Moreover, not all NSCLC patients undergo guideline-concordant biomarker testing, even though the National Comprehensive Cancer Network (NCCN) recommends testing advanced NSCLC patients with a broad, panel-based NGS assay for mutations in ALK, BRAF, EGFR, MET exon 14, NTRK, RET, and ROS1, along with testing for PD-L1 expression with an immunohistochemistry test.
A 2021 study of more than 3,400 metastatic NSCLC patients showed that 90 percent of patients were tested for at least one biomarker, but less than half were tested for all five of the most common actionable mutations in lung cancer, which were defined as mutations in ALK, BRAF, EGFR, ROS1, and PD-L1.
With the improvements in time to treatment seen in this small study, Thompson and his colleagues are exploring how to implement earlier liquid biopsy NGS for all NSCLC patients at Penn Medicine. He noted there was an "overwhelmingly positive" response to the study results and interest in implementing the workflow at the institution.
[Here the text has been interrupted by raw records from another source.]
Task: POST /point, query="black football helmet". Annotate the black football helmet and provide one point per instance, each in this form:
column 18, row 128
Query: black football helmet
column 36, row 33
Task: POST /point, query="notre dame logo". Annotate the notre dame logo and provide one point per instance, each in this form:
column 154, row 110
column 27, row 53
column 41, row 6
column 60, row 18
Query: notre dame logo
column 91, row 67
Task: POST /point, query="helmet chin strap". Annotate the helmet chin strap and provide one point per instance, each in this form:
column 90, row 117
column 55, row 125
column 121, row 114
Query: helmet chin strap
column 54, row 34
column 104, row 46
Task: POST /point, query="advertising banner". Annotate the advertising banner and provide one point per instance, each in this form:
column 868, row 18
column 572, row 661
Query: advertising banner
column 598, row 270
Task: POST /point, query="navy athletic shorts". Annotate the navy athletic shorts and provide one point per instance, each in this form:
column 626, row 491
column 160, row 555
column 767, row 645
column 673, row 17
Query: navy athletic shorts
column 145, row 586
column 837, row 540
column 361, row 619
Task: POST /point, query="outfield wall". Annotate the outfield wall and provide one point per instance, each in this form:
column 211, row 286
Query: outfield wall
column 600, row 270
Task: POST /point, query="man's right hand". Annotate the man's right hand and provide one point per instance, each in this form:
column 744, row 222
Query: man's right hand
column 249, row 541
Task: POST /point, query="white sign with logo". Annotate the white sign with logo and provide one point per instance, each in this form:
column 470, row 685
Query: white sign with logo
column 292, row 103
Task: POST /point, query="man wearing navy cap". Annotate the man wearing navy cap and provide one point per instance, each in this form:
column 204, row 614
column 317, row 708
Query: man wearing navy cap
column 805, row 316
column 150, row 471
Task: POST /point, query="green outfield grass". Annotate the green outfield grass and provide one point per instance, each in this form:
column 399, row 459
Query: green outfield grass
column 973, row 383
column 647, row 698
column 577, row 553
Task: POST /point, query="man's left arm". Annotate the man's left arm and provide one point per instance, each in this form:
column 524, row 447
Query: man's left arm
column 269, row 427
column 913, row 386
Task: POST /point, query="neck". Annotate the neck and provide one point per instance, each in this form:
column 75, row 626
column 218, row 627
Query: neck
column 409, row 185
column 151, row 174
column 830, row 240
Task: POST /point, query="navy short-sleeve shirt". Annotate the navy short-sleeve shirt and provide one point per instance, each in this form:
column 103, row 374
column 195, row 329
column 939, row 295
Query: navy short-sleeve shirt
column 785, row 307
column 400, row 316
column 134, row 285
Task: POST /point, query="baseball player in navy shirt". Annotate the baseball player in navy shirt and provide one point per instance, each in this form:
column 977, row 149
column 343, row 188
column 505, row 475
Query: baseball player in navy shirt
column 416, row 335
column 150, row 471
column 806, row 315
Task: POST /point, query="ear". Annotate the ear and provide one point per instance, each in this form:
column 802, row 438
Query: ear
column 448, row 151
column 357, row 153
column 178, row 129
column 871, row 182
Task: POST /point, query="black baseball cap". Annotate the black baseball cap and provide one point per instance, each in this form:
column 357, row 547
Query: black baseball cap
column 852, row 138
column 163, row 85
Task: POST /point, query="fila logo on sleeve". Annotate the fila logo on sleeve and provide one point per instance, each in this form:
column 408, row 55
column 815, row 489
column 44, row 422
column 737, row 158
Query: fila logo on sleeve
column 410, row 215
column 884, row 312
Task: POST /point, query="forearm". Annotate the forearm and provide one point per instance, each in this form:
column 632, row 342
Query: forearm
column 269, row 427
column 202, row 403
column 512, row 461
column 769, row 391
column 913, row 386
While wider implementation may take time, Thompson noted that the key to changing this workflow is clear communication. Because liquid biopsy testing is well-established at many cancer centers and is recommended by NCCN guidelines for lung cancer, getting doctors familiar with a new workflow and ensuring they know that tests have been ordered is crucial.
"Communication that these tests have been ordered and are pending, and then the clear and timely communication when those results are available to the appropriate providers, that was the key element to ensure the success of the trial," he said.
One benefit of conducting the study within Penn Medicine was that its pulmonologists, who perform the diagnostic biopsies, are well integrated within the larger thoracic oncology practice, Thompson said. Other institutions could have greater challenges adopting this type of workflow if there are more lung cancer patients referred from external clinics or if departments are more separate.
While Thompson and his team are focusing on lung cancer for now, he noted this workflow could be applicable across other tumor types. Lung cancer is a good use case for this research because of the number of targeted therapies that are available, but patients with other cancer types can also run into this "bottleneck" when they undergo tissue-based NGS, he said.
Thompson and colleagues are still exploring how to best implement this workflow clinically. In the near term, Thompson's team wants to test the impact of this workflow on patient outcomes, as well as patient and provider satisfaction, in a large, randomized study. They are also hoping to explore whether this practice might improve treatment outcomes.
"Molecular profiling of patients with newly diagnosed advanced lung cancers is critically important so that patients can be considered for personalized therapies," Thompson said. "These results show that by moving the needle forward, by performing plasma genotyping earlier in the diagnostic evaluation, you're able to have those molecular profiling results available earlier and the treatment decisions can be made earlier as well."